International press outlets have written about the Constitutional Court’s decision to force president Iohannis to dismiss DNA chief prosecutor Kovesi, despite the objections of the international community, the opposition and the civil society in Romania.
AFP writes that the centre-right president “doesn’t have discretionary power” in this matter and therefore must sign the dismissal decree, which represents a major victory for the social-democratic government. “As well as sparking huge street protests at home, those reforms have raised worries abroad that Romania may be backsliding in its fight against corruption.”
According to Reuters, the ruling “leaves prosecutors vulnerable to political interference”, and that it “limits the president’s powers and gives the justice minister, a political appointee, more control over prosecutors in one of the EU’s most corrupt states.” The agency also notes that the DNA “has investigated lawmakers, ministers and mayors in recent years, exposing conflicts of interest, abuse of power, fraud and the awarding of state contracts in exchange for bribes.”
The Washington Post writes about the reasons cited by Justice minister Tudorel Toader in February to support his proposal to dismiss the DNA chief, saying that “she was authoritarian, claimed that prosecutors falsified evidence and asserted that the number of acquittals was too high. He also said she had harmed Romania’s image in interviews with foreign journalists.” The Post adds that Kovesi’s departure “would be a blow to the agency, respected by ordinary Romanians, the EU and the US.”
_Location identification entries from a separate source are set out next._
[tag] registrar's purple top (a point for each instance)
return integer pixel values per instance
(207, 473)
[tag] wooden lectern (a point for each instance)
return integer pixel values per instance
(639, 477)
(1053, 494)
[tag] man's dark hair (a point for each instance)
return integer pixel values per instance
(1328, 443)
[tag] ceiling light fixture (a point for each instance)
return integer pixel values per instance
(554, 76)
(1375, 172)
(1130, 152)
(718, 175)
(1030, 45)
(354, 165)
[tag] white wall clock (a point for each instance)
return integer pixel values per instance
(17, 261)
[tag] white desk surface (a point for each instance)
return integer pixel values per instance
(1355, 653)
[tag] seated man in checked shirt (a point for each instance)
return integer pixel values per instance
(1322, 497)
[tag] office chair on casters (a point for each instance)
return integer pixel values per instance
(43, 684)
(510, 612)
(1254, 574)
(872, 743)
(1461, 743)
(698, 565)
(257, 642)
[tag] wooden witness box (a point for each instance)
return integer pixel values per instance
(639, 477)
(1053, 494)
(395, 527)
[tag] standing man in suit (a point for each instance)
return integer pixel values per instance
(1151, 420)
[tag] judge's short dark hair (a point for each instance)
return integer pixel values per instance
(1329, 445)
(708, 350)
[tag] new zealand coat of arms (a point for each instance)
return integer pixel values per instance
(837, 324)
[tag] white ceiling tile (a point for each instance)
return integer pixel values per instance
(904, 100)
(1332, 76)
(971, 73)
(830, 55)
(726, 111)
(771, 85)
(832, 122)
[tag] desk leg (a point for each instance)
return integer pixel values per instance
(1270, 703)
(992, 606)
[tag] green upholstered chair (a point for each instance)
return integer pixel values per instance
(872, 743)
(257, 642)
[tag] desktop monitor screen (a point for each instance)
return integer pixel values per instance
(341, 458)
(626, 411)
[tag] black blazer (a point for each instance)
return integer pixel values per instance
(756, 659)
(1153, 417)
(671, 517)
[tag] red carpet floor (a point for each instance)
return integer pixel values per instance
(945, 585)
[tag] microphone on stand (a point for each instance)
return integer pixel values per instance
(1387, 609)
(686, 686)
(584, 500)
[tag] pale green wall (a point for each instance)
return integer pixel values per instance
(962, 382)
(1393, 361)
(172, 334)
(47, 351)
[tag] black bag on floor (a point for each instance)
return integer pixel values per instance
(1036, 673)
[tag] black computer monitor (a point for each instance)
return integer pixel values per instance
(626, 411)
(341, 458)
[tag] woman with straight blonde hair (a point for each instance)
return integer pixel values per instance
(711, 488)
Politico notes that “The ruling limits the president’s role in appointing and dismissing top prosecutors, effectively putting all the power to do so in the hands of the justice minister, a political appointee.” The outlet adds that “In April, Romania also planned changes to its judiciary laws and criminal codes that were slammed by the Council of Europe’s anti-corruption body for violating European anti-corruption standards.”